Folate chromatograms of 5-formyl tetrahydrofolate standards (A) and cell extracts of L. lactis NZ9000 harboring pNZ8048 (control strain with empty vector) (B), pNZ7010 (overexpressing folKE) (C), or pNZ7011 (overexpressing folKE and folC) (D) monitored by fluorescent detection. Cells were induced with 2 ng of nisin/ml as described in Materials and Methods. The numbers correspond to the polyglutamyl tail lengths of 5-formyl tetrahydrofolate derivatives. For 5-formyl tetrahydromonoglutamyl folate, both the S and Rdiastereoisomeres can be distinguished.

FIG. 2.

Folate chromatograms of cell extracts of L. lactis NZ9000, harboring pNZ7016 with increased overexpression of folC, induced with 0 (A), 0.01 (B), 0.1 (C), and 1 (D) ng of nisin/ml and monitored at 360 nm. The numbers correspond to thepolyglutamyl tail lengths of 5,10-methenyl tetrahydrofolate derivatives. mAU, milliabsorbance units.

FIG. 3.

Functional expression of the gene coding for MG-HGH in a cell extract of L. lactis pNZ9000 harboring pNZ7001 (▪) or pNZ8048 (negative control) (▴) monitored in vitro using yeast extract as a source of polyglutamyl folate at pH 7.0. Folate concentrations were measured by a microbiological assay and corrected for the production of folate by the L. lactis strain.
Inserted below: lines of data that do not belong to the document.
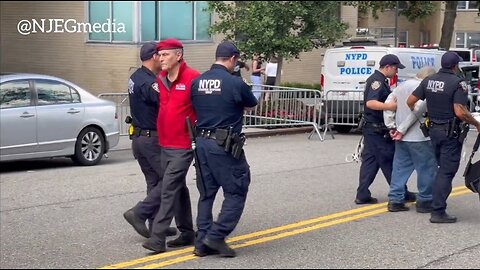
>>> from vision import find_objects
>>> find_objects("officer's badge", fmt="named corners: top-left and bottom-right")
top-left (460, 81), bottom-right (468, 93)
top-left (242, 78), bottom-right (252, 86)
top-left (371, 81), bottom-right (382, 90)
top-left (152, 82), bottom-right (160, 92)
top-left (128, 79), bottom-right (135, 94)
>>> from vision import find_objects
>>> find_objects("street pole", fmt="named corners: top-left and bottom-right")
top-left (395, 1), bottom-right (398, 47)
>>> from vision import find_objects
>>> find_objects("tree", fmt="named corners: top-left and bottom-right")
top-left (208, 1), bottom-right (347, 85)
top-left (439, 1), bottom-right (458, 51)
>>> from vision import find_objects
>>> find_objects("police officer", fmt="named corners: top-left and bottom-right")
top-left (355, 54), bottom-right (416, 204)
top-left (191, 42), bottom-right (257, 257)
top-left (407, 52), bottom-right (480, 223)
top-left (124, 42), bottom-right (177, 238)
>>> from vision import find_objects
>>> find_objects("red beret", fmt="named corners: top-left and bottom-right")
top-left (157, 38), bottom-right (183, 51)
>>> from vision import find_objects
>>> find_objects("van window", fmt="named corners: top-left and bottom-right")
top-left (451, 50), bottom-right (472, 62)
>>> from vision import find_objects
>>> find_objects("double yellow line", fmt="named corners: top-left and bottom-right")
top-left (100, 186), bottom-right (471, 269)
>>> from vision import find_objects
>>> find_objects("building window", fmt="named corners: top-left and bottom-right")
top-left (398, 32), bottom-right (408, 48)
top-left (455, 32), bottom-right (480, 48)
top-left (88, 1), bottom-right (211, 43)
top-left (88, 1), bottom-right (134, 42)
top-left (457, 1), bottom-right (480, 10)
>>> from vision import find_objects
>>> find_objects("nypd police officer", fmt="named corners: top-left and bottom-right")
top-left (355, 54), bottom-right (415, 204)
top-left (124, 42), bottom-right (177, 238)
top-left (407, 52), bottom-right (480, 223)
top-left (191, 42), bottom-right (257, 257)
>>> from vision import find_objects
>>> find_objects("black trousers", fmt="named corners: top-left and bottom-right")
top-left (195, 138), bottom-right (250, 249)
top-left (430, 128), bottom-right (462, 214)
top-left (134, 148), bottom-right (193, 241)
The error bars indicate the standard deviation of the microbiological assay (measurements were done in duplicate).

FIG. 4.

(A) Growth curves (dashed lines) and functional expression of the MG-HGH gene by monitoring the extracellular concentrations of folate (solid lines) in growing cells of L. lactis NZ9000 harboring pNZ7001 (▪) or pNZ8048 (negative control) (•). (B) Growth curves (dashed lines) and functional expression of the MG-HGH gene by monitoring the intracellular concentrations of folate (solid lines) in growing cells of L. lactis NZ9000 harboring pNZ7001 (▪) or pNZ8048 (♦). Higher intracellular folate levels were detected in the control strain after the deconjugation of polyglutamyl folate (•). The cells were induced with nisin at an OD₆₀₀ of 0.5. Folate concentrations were measured by a microbiological assay. The error bars indicate the standard deviation of the microbiological assay (measurements were done in duplicate). Open symbols indicate cell mass.

FIG. 5.

Chromatography of 5-formyl tetrahydrofolate standards (A), folates extracted at the end of the exponential phase from fermentation broth of L. lactis harboring pNZ7001 induced with nisin (C) or not induced with nisin (B), and intracellular folates present in cell extracts of L. lactis harboring pNZ7001 induced with nisin (D) or not induced with nisin (E). Fluorescence detection: λ_ex, 310 nm; λ_em, 352 nm. The numbers correspond to the polyglutamyl tail lengths of 5-formyl tetrahydrofolate derivatives. For 5-formyl tetrahydromonoglutamyl folate, the S and R diastereoisomeres can be distinguished.